Por exemplo, é na burla, na resistência à ordem, nas escapadelas, matando as aulas, fugindo para o lugar de ficar consigo mesmo ou até para o banheiro da escola que jovens e adultos dão seus “golpes”, por outro lado, é na não aceitação de um currículo que não acredita fazer sentido para os estudantes, na proposição de atividades que tragam sentido, na não aceitação da condição de estudantes inferiores aos demais e em outras situações, que os professores dão seus “golpes”.

Desse modo, a partir dos diversos contributos teóricos que possibilitaram a leitura do cotidiano estudado, nesta pesquisa esse cotidiano é compreendido como espaço reinventado a partir das táticas de seus praticantes. Táticas que criam novos caminhos, “novas rotas”, como “percursos de trespasse” que revelam a vida na sua “textura”, para além da “aparente” repetição.

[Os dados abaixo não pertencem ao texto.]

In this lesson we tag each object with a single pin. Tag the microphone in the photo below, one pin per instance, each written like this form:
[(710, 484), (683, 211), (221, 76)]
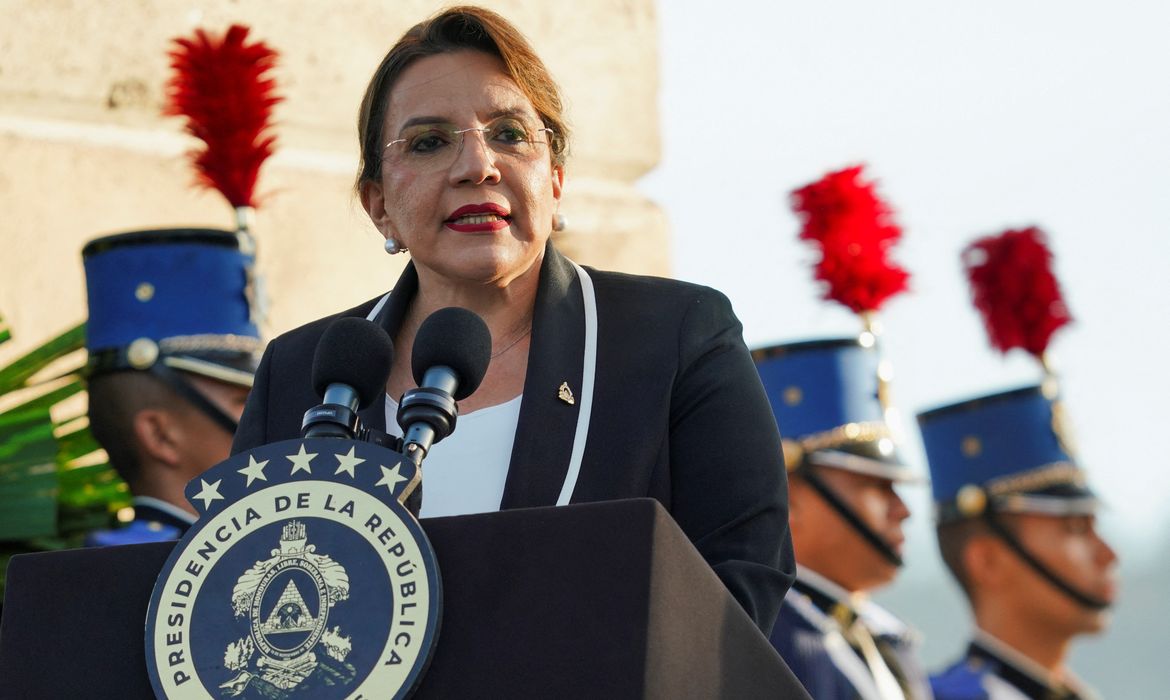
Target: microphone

Acredita-se, desse modo, que o cotidiano é um pouco de cada coisa e ao mesmo tempo não se prende a nenhuma delas, pois, qualquer que seja a forma de ver/ler/tecer sua leitura, ele será sempre uma incompletude diante da grandeza da vida. Seja pelas “táticas de seus praticantes” (CERTEAU, 2012), ou pela “soma das insignificâncias” (LEFEBVRE, 1991), o cotidiano é “a matéria prima”, ele é a fonte primária e primeira de todo conhecimento, pois é o vivido.

Diante disso, ao mergulhar nos cotidianos escolares, tem-se claro que a vida não se esgota na leitura do instituído, portanto, não pode ser definida tão somente pelas normas e regras sociais, pelo modelo/sistema no qual os seres humanos se inscrevem, mas deve ser lida pelo que os sujeitos praticantes fazem desse/nesse/com esse modelo/sistema, conforme sinalizam as preocupações de Oliveira e Sgarbi (2008). Ademais, é na complexidade do enredamento da vida que salta nesse/desse modelo/sistema social que se deve estudar as redes cotidianas que ganham novos fios a partir das formas como esses praticantes recriam a realidade na qual supostamente são/estão submissos, questões que serão mais bem tratadas na subseção abaixo onde se discute especificamente o cotidiano escolar.